At a news conference, the city’s police chief, John Douglass, said there was no indication that the suspect knew the victims.
“Today is a sad and very tragic day,” Chief Douglass said. “As you might imagine we are only three hours into this investigation. There’s a lot of innuendo and a lot of assertions going around. There is really very little hard-core information.”
Chief Douglass declined to release the names of the victims, citing the need to notify their loved ones first. But the family of the first two people who were slain released a statement later Sunday identifying them as William Lewis Corporon and his 14-year-old grandson, Reat Griffin Underwood. They were both Christian, and the family thanked members of their church congregation, among other people, for their support.
Rebecca Sturtevant, a spokeswoman for Overland Park Regional Medical Center, where Reat was taken and where he died, said family members said Dr. Corporon and the boy were at the community center so that the high school freshman could try out for KC SuperStar, a singing competition for students.
Chief Douglass said Mr. Cross made several statements to police, “but it’s too early to tell you what he may or may not have said.” The Jewish festival of Passover begins at sundown today.
Chief Douglass said the suspect first opened fire in the parking lot behind the Jewish Community Center of Greater Kansas City. Dr. Corporon died at the scene and his grandson later died at the hospital. The chief said the suspect then drove to the nearby retirement community, Village Shalom, where he shot and killed a woman or girl. The gunman also shot at two other people during the attacks, but missed them, Chief Douglass said.

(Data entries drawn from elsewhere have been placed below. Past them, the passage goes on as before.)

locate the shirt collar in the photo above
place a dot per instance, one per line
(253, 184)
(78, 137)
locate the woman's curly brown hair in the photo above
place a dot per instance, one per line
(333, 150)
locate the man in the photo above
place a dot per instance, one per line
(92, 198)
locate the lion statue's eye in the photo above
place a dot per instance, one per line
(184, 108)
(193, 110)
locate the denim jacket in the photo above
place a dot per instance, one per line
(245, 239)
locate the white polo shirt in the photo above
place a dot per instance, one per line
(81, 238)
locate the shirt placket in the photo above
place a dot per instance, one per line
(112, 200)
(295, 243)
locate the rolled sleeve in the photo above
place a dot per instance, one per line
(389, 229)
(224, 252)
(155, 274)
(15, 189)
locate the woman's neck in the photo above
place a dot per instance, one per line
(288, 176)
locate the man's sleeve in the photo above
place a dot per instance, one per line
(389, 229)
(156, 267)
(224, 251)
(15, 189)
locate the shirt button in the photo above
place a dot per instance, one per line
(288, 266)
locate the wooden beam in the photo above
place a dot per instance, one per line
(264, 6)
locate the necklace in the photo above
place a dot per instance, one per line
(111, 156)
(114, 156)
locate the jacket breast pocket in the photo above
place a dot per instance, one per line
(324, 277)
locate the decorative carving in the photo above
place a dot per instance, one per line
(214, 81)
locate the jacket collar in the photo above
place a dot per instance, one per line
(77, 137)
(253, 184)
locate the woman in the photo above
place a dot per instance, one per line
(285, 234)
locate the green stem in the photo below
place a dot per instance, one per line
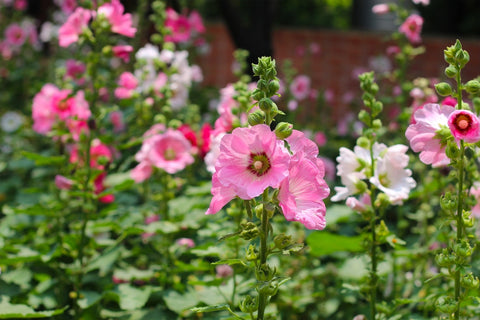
(262, 296)
(459, 225)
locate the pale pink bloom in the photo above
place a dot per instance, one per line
(116, 118)
(224, 271)
(15, 35)
(292, 105)
(170, 151)
(70, 31)
(412, 27)
(391, 177)
(179, 26)
(464, 125)
(300, 87)
(120, 23)
(122, 52)
(423, 134)
(423, 2)
(250, 160)
(381, 8)
(63, 182)
(127, 85)
(42, 113)
(187, 242)
(141, 172)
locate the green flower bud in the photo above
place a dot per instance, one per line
(256, 117)
(472, 86)
(446, 304)
(249, 304)
(443, 89)
(283, 130)
(451, 71)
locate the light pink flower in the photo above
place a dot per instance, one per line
(381, 8)
(300, 87)
(170, 151)
(120, 23)
(423, 134)
(412, 27)
(15, 35)
(122, 52)
(70, 31)
(63, 182)
(127, 85)
(250, 160)
(464, 125)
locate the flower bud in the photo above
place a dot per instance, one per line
(283, 130)
(256, 117)
(443, 88)
(472, 86)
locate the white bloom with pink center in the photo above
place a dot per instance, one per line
(391, 177)
(300, 87)
(423, 134)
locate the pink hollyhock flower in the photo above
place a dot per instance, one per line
(178, 25)
(42, 113)
(15, 35)
(187, 242)
(300, 87)
(464, 125)
(122, 52)
(127, 85)
(63, 183)
(381, 8)
(70, 31)
(423, 134)
(120, 23)
(391, 177)
(412, 27)
(250, 160)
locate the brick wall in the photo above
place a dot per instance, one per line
(341, 52)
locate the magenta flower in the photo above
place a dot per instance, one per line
(423, 133)
(412, 27)
(120, 23)
(70, 31)
(300, 87)
(250, 160)
(464, 125)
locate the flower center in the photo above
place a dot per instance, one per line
(463, 122)
(169, 154)
(259, 164)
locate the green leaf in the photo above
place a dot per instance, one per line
(131, 298)
(8, 311)
(41, 160)
(324, 243)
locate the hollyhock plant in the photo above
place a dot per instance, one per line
(412, 27)
(464, 125)
(250, 160)
(424, 134)
(119, 22)
(71, 30)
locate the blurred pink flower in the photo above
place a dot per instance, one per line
(412, 27)
(70, 31)
(122, 52)
(250, 160)
(300, 87)
(464, 125)
(423, 134)
(120, 23)
(127, 84)
(63, 182)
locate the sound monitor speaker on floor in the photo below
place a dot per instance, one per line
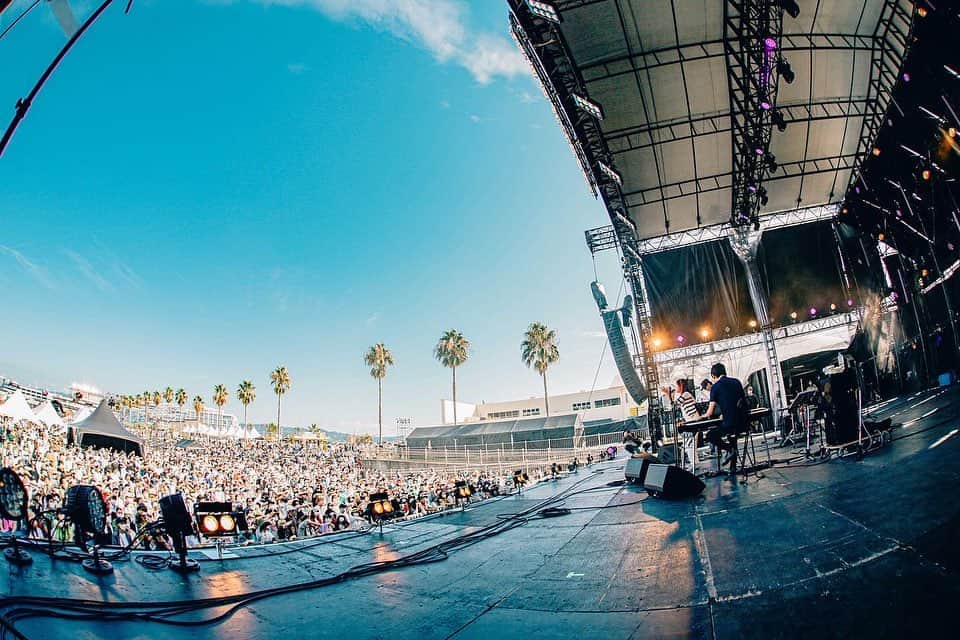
(672, 483)
(636, 469)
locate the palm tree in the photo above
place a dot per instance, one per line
(220, 395)
(198, 408)
(378, 358)
(451, 351)
(280, 380)
(181, 397)
(539, 348)
(246, 393)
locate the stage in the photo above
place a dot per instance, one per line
(844, 548)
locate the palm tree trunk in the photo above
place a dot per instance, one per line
(454, 396)
(546, 402)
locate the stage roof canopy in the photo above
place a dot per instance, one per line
(660, 72)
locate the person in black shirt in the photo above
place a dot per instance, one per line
(727, 396)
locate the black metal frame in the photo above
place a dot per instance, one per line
(891, 41)
(753, 78)
(546, 49)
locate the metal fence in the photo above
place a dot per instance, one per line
(500, 456)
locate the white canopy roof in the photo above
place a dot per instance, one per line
(81, 414)
(48, 415)
(16, 408)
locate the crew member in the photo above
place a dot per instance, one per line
(727, 397)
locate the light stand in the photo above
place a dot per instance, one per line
(184, 565)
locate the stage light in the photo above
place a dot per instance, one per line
(785, 70)
(790, 7)
(589, 106)
(381, 507)
(177, 523)
(219, 520)
(543, 10)
(86, 509)
(520, 478)
(13, 506)
(776, 118)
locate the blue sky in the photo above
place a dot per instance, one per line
(205, 190)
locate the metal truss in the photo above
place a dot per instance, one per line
(649, 135)
(549, 55)
(705, 184)
(753, 78)
(603, 238)
(678, 54)
(718, 347)
(891, 42)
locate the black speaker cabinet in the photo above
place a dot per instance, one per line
(636, 468)
(671, 483)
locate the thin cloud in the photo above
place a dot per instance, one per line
(34, 270)
(439, 26)
(89, 271)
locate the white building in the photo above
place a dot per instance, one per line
(612, 403)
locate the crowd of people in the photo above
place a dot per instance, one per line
(286, 489)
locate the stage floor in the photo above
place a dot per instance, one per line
(841, 549)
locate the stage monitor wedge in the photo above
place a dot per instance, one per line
(671, 483)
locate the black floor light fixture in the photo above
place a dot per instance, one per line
(178, 525)
(13, 506)
(86, 509)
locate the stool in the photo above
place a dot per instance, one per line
(744, 457)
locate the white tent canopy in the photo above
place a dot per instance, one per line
(48, 415)
(16, 408)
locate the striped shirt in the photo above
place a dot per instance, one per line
(688, 407)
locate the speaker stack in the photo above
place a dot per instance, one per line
(670, 482)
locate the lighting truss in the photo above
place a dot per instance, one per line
(753, 31)
(719, 347)
(589, 106)
(890, 44)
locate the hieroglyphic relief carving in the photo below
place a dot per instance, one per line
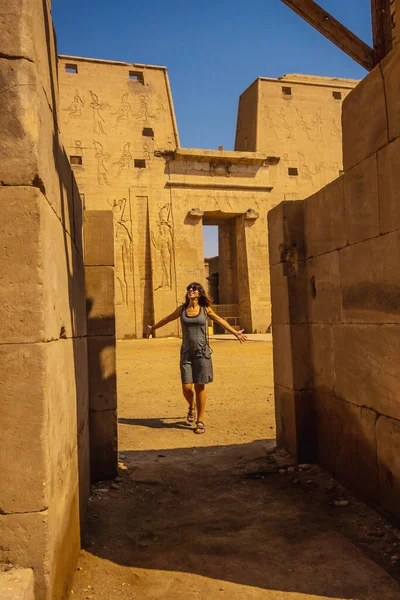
(285, 127)
(101, 159)
(335, 129)
(124, 241)
(269, 123)
(318, 123)
(146, 151)
(143, 112)
(125, 161)
(148, 114)
(124, 112)
(303, 126)
(163, 244)
(78, 148)
(74, 110)
(319, 172)
(98, 121)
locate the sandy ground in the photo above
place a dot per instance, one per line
(222, 515)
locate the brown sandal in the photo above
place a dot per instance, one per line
(200, 427)
(191, 416)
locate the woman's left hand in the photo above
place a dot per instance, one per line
(241, 336)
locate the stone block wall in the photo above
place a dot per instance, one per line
(44, 456)
(100, 308)
(335, 288)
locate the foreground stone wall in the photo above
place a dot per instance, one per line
(44, 467)
(335, 303)
(100, 309)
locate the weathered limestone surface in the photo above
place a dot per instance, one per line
(17, 584)
(388, 444)
(103, 444)
(366, 372)
(291, 366)
(389, 187)
(298, 118)
(370, 281)
(364, 120)
(286, 227)
(100, 306)
(324, 229)
(346, 442)
(124, 145)
(100, 296)
(391, 78)
(321, 354)
(102, 376)
(295, 423)
(324, 293)
(44, 479)
(361, 204)
(349, 288)
(99, 228)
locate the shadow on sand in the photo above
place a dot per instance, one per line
(225, 513)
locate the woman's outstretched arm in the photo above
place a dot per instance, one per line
(175, 315)
(217, 319)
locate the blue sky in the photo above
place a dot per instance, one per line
(213, 51)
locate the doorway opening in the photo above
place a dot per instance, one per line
(221, 269)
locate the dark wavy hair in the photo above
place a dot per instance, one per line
(204, 299)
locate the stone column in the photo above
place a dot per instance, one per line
(100, 309)
(243, 276)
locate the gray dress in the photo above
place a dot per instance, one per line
(195, 363)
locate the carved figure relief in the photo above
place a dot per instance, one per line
(143, 112)
(164, 214)
(285, 127)
(269, 123)
(125, 162)
(163, 267)
(302, 125)
(319, 126)
(335, 130)
(124, 112)
(101, 159)
(146, 151)
(78, 148)
(98, 121)
(305, 171)
(124, 241)
(159, 114)
(74, 110)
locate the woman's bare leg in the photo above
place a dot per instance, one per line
(200, 400)
(187, 389)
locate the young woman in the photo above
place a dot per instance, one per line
(195, 362)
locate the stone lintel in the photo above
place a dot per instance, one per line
(225, 156)
(219, 186)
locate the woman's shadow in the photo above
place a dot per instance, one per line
(157, 423)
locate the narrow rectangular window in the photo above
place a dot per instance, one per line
(71, 68)
(140, 163)
(136, 76)
(148, 132)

Mr. Cross was taken to the Johnson County Detention Center. Johnson County District Attorney Stephen Howe, who attended the news conference along with Barry Grissom, U.S. attorney for Kansas, said it was too soon to know when the suspect would appear in court.
Dr. Corporon, who practiced family medicine, leaves behind a wife of 49 years. His grandson, Reat, was an Eagle Scout who loved camping and hunting with his grandfather, father and brother, the family said.
President Barack Obama released a statement expressing his grief over the attack.
“While we do not know all of the details surrounding today’s shooting, the initial reports are heartbreaking,” Mr. Obama said. “I want to offer my condolences to all the families trying to make sense of this difficult situation and pledge the full support from the federal government as we heal and cope during this trying time.”
Kansas Gov. Sam Brownback, in a statement, vowed to seek justice for those who were killed.